Weidenrindenextrakt – Wirksamkeit in klinischen Studien belegt

Die­se kli­ni­schen und phar­ma­ko­lo­gi­schen Erkennt­nis­se über die Wirk­sam­keit und Ver­träg­lich­keit von Wei­den­rin­den­ex­trakt konn­ten jetzt in meh­re­ren kli­ni­schen Stu­di­en bestä­tigt werden:

In einer Unter­su­chung wur­den 78 Pati­en­ten mit Gelenk­ent­zün­dun­gen am Knie oder der Hüf­te über einen Zeit­raum von 14 Tagen ent­we­der mit 1340 mg stan­dar­di­sier­tem Wei­den­rin­den­ex­trakt, ent­spre­chend 240 mg Sali­cin, pro Tag oder mit Pla­ce­bo behan­delt.
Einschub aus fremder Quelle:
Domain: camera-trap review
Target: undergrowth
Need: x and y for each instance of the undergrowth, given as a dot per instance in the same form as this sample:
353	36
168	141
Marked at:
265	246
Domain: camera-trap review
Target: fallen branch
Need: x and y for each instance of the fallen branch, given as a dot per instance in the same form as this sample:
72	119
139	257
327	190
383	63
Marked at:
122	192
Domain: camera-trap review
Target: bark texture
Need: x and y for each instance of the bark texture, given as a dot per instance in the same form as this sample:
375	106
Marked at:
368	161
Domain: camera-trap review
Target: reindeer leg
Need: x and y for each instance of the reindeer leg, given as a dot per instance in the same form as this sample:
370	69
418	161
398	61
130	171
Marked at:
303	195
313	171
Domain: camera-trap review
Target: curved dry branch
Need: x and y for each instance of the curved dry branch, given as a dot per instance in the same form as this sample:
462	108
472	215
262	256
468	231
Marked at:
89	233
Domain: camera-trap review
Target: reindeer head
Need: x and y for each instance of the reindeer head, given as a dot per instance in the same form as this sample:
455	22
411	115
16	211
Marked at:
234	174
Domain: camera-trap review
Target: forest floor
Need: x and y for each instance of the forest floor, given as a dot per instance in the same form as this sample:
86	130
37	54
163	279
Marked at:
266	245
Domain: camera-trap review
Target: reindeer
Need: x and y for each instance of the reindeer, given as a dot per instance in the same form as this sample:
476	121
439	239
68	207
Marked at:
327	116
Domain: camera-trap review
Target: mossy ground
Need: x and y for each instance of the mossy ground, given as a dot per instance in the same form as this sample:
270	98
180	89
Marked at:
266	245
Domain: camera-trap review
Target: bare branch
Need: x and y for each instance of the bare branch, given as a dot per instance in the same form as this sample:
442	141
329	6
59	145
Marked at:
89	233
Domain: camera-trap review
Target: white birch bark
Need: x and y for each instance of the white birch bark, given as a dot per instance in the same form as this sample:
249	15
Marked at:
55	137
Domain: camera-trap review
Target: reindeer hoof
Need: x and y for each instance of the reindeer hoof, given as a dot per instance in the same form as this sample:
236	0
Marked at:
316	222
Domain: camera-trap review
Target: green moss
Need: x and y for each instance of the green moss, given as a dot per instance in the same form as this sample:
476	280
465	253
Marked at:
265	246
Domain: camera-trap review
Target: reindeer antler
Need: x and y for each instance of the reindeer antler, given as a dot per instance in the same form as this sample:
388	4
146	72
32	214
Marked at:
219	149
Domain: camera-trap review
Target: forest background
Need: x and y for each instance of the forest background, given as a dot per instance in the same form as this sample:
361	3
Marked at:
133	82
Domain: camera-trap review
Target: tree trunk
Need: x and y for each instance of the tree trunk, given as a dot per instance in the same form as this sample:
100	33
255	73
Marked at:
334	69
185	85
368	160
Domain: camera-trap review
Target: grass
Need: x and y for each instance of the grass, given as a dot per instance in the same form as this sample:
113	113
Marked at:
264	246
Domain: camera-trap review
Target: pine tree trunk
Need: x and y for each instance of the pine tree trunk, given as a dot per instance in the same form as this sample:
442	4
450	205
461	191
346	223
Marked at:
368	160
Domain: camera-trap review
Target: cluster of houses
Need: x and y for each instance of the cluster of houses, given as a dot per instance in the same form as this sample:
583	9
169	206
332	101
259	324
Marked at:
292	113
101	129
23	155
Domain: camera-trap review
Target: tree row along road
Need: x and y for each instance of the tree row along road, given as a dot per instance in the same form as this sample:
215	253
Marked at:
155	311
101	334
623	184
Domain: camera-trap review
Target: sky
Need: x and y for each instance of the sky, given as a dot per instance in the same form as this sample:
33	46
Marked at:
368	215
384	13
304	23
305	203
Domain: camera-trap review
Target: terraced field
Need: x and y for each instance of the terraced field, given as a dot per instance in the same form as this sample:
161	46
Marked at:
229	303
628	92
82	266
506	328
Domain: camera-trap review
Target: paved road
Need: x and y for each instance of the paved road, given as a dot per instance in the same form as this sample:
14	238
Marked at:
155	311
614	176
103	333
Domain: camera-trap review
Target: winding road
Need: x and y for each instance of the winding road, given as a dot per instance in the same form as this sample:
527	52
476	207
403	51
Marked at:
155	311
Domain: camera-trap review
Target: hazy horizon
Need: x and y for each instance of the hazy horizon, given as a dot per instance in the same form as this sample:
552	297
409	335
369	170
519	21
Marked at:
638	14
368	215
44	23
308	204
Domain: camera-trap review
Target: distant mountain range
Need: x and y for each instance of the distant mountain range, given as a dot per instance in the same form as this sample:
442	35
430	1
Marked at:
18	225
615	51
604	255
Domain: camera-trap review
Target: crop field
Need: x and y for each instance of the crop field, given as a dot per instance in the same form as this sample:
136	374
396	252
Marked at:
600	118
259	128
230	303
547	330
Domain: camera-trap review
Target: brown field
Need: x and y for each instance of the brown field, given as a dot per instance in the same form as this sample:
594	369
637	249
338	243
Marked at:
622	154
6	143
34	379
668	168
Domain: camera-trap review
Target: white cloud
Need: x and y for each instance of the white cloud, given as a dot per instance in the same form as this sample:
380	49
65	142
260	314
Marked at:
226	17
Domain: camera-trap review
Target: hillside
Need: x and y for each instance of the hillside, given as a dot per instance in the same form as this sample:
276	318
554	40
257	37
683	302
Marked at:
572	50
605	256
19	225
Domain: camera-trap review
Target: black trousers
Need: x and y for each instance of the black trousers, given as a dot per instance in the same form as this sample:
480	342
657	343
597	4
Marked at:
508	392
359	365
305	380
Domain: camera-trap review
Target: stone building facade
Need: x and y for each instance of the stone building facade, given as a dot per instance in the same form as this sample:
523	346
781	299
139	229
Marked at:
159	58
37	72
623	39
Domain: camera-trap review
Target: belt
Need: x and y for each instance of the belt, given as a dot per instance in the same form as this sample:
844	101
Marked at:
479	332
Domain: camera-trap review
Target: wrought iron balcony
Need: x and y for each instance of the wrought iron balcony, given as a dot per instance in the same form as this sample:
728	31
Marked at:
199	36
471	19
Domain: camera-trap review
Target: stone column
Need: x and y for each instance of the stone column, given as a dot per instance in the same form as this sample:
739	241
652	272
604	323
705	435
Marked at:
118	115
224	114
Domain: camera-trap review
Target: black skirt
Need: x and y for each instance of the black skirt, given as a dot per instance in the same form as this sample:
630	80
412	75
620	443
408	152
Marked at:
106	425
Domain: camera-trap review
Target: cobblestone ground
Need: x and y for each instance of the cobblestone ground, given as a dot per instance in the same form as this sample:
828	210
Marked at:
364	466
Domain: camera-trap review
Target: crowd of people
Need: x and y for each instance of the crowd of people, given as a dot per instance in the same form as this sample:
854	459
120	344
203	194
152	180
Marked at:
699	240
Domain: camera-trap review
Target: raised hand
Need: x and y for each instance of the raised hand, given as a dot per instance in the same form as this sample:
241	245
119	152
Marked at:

Am Ende der The­ra­pie war die Schmerz­emp­fin­dung bei den Pati­en­ten, die Wei­den­rin­den­ex­trakt erhal­ten hat­ten, deut­lich nied­ri­ger als in der Kontrollgruppe.

In einer wei­te­ren Unter­su­chung an der Uni­ver­si­täts­kli­nik Hai­fa (in der Arbeits­grup­pe von Prof. Eisen­berg) wur­de im Jahr 2000 eine drei­ar­mi­ge Dop­pel­blind­stu­die an über 200 Schmerz­pa­ti­en­ten abge­schlos­sen. Nach Mit­tei­lung der Wis­sen­schaft­ler war die Ver­min­de­rung der Schmer­zen in der Grup­pe, die mit Wei­den­rin­de behan­delt wor­den war, deut­lich bes­ser als in der Kon­troll­grup­pe. In der Grup­pe, die 4 Tablet­ten (entspr. 240 mg Sali­cin pro Tag) pro Tag ein­ge­nom­men hat­ten, war jeder drit­te Pati­ent am Ende der Behand­lung schmerz­frei, in der Grup­pe mit 2 Tablet­ten (entspr. 120 mg Sali­cin) jeder Fünfte.

Quel­le
• Chru­bas­ik S., Eisen­berg E., Balan E., Wein­ber­ger T., Luz­za­ti R., Con­radt C.: Tre­at­ment of low back pain exa­cer­ba­ti­ons with wil­low bark extra­ct: a ran­do­mi­zed dou­­b­le-blind stu­dy. Am J Med. 2000, 109(1):9–14. (Med­li­ne).